W Bałtyku pojawił się delfin. Dostrzegli go i nagrali na telefon turyści we Władysławowie. Nad polskim morzem to rzadki widok. Czemu zawdzięczamy tę niecodzienną wizytę?
11.01.2019 | aktual.: 09.03.2022 09:10
W okolicach portu we Władysławowie udało się zaobserwować i nagrać rzadkiego w tym rejonie oceanicznego gościa.
Na amatorskim nagraniu możemy zobaczyć pomiędzy falami obły kształt, a słyszalni zza kadru obserwatorzy głośno zastanawiają się, jakie zwierzę znajduje się przed nimi. Pada wiele propozycji – rekin, wieloryb, delfin albo nawet przerośnięty dorsz.
Analiza nagrania przez badaczy ze Stacji Morskiej im. Prof. Krzysztofa Skóry Instytutu Oceanografii Uniwersytetu Gdańskiego, zajmujących się morską fauną, pozwoliła rozwiązać tę zagadkę.
- Długi, masywny grzbiet i dosyć wysoka, sierpowata płetwa grzbietowa wskazują na delfina. Dosyć jednolite ubarwienie i pojawiający się w migawkach nagrania wydłużony pysk, świadczą, iż prawdopodobnie jest to delfin butlonosy, Tursiops truncatus – głosi komunikat Instytutu.
Sensacja we Władysławowie - to delfin
Jakie morskie ssaki żyją w Bałtyku?
Odwiedziny delfinów – choć rzadkie – nie są jednak niczym niezwykłym.
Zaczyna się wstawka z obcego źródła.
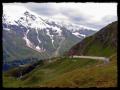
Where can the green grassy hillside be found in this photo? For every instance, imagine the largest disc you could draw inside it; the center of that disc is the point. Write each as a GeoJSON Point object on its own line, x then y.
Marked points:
{"type": "Point", "coordinates": [65, 72]}
{"type": "Point", "coordinates": [102, 43]}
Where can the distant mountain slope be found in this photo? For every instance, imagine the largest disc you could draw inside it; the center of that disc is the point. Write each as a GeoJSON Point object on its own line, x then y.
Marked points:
{"type": "Point", "coordinates": [102, 43]}
{"type": "Point", "coordinates": [73, 72]}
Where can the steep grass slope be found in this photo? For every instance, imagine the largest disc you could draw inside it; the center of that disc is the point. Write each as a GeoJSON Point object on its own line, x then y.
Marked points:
{"type": "Point", "coordinates": [102, 43]}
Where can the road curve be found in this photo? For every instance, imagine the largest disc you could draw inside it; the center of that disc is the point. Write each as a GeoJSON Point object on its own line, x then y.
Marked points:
{"type": "Point", "coordinates": [105, 59]}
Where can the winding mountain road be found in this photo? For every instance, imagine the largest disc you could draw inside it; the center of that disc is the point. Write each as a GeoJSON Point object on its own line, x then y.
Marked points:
{"type": "Point", "coordinates": [105, 59]}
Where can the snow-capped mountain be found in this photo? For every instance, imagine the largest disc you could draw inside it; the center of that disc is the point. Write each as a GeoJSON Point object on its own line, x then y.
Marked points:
{"type": "Point", "coordinates": [23, 29]}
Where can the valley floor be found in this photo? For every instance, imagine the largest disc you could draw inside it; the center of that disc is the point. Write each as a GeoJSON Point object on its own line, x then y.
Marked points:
{"type": "Point", "coordinates": [68, 72]}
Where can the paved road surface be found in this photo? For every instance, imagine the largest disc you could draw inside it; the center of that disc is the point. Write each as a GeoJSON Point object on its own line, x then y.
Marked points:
{"type": "Point", "coordinates": [105, 59]}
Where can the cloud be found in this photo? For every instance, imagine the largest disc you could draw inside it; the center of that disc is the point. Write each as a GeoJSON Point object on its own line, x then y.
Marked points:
{"type": "Point", "coordinates": [95, 15]}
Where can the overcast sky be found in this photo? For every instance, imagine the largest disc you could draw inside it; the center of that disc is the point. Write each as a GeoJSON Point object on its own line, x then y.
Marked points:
{"type": "Point", "coordinates": [95, 15]}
Wprawdzie Bałtyk nie jest naturalnym siedliskiem delfinów, jednak te inteligentne ssaki co kilka lat pojawiają się w różnych rejonach Morza Bałtyckiego. Kilkakrotnie, z nieznanego bliżej powodu, zaobserwowano je właśnie w rejonie Władysławowa. Przyczyny takich wizyt wyjaśnia mgr Michał Bała ze Stacji Morskiej:
Warto przy tym pamiętać, że Morze Bałtyckie na przestrzeni dziejów było zasiedlane przez różne morskie ssaki. W czasach prehistorycznych były to m.in. niespotykane dzisiaj w Morzu Bałtyckim foki grenlandzkie, w poprzednich wiekach zdarzały się obserwacje stad białuch, pojawiały się również delfiny białonose. Dzisiaj, obok fok, Bałtyk zasiedlają także morświny.
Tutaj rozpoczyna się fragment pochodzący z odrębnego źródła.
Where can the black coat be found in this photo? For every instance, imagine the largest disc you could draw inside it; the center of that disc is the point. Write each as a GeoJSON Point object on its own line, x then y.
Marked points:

Nie można wykluczyć, że w dłuższej perspektywie czasu, wraz ze zmianami środowiska i klimatu, pojawią się również i inne gatunki - podkreśla Michał Bała.
Ryzykowna wyprawa
Jak na razie, wizyty w Bałtyku wiążą się dla delfinów ze sporym ryzykiem. Podkreślają to m.in. wolontariusze Błękitnego Patrolu WWF, zwracając uwagę na zagrożenia, związane z możliwością zaplątania się w sieci rybackie.
Pozostaje mieć nadzieję, że niecodzienni goście – gdy już zwiedzą interesujące ich rejony Morza Bałtyckiego – szczęśliwie odnajdą drogę powrotną przez Cieśniny Duńskie i powrócą do swojego naturalnego środowiska, Morza Północnego i Atlantyku.